Viene entonces el problema de la representatividad. Sin lugar a dudas no es Facundo Jones Huala, ni el RAM, los representantes genuinos del pueblo mapuche. No solo porque nadie los eligió, sino porque nadie les dio mandato para cometer delitos de ningún tipo, ya no contra el Estado argentino, sino contra simples puesteros de estancias.
La cuestión mapuche debe abordarse desde una perspectiva de acuerdo por consenso. Y debe abordarse sobre bases concretas que no necesariamente incluyen la creación de un Estado de dudosa viabilidad.
Quizás el mejor ejemplo se encuentre también en las Américas.

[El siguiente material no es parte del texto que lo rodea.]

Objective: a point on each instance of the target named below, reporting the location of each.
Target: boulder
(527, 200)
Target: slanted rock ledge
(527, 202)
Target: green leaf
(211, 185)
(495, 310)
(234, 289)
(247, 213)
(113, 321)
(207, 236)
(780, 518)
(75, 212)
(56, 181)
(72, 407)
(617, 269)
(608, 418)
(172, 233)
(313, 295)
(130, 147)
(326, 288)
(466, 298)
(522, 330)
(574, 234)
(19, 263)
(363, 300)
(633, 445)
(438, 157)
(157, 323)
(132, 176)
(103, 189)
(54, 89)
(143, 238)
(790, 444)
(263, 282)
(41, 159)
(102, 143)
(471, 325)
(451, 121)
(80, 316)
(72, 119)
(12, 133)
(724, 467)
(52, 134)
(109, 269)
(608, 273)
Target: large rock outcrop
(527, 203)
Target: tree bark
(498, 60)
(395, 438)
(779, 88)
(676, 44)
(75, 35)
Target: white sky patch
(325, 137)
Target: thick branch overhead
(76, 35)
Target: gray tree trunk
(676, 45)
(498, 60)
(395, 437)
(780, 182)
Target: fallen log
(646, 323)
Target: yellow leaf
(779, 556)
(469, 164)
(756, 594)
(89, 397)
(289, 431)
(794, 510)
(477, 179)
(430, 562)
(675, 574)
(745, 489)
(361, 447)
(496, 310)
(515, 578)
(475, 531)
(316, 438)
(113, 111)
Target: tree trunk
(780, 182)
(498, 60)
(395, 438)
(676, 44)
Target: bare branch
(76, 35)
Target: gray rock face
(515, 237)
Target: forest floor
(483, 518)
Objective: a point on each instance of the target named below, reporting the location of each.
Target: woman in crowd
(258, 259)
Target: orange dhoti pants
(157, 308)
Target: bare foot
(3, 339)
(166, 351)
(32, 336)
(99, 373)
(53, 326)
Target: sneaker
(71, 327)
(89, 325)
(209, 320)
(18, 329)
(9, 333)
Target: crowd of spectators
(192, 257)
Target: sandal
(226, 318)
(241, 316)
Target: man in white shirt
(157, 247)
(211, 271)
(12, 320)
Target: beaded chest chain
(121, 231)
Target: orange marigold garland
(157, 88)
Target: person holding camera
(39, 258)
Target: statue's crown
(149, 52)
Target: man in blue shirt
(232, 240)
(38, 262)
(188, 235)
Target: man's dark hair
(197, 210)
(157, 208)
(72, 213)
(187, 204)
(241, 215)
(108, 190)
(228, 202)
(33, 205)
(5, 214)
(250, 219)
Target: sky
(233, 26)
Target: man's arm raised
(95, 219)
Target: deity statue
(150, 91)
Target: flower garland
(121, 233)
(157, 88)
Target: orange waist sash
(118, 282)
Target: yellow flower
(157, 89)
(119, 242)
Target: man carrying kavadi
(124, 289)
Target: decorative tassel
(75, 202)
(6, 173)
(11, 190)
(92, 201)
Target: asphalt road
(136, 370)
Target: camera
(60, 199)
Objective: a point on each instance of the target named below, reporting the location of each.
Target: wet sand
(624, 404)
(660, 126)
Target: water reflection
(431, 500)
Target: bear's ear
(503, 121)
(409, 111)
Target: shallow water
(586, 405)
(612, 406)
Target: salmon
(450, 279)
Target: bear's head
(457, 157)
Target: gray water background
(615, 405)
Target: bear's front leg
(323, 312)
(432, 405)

Más precisamente, en Canadá, con la creación del territorio –entidad federal- Nunavut, poblado por Inuits –esquimales- con capital en Iqaluit, con idioma oficial Inuktitut, y donde se aplica la legislación tradicional Inuit a todos los habitantes, sean canadienses Inuit o canadienses de habla inglesa o francesa, o de otros pueblos originarios, allá denominados “primeras naciones”.
El proceso de autonomía comenzó en 1976 entre el gobierno canadiense y la Inuit Tapiriit Kanatami, la organización que representó a todos los Inuits, con estatutos aprobados y con el reconocimiento del gobierno de Ottawa.
Culminó recién el 1 de abril de 1999, luego de resueltas todas las dificultades territoriales, jurídicas y de vinculación con el Canadá. Hoy, los 25.000 Inuits, los 4.500 “blancos”, los 130 mestizos y los 100 individuos de otras etnias originarias, viven en paz en el Nunavut canadiense.
No hizo falta un delirante Facundo Jones Huala, ni un delictivo RAM.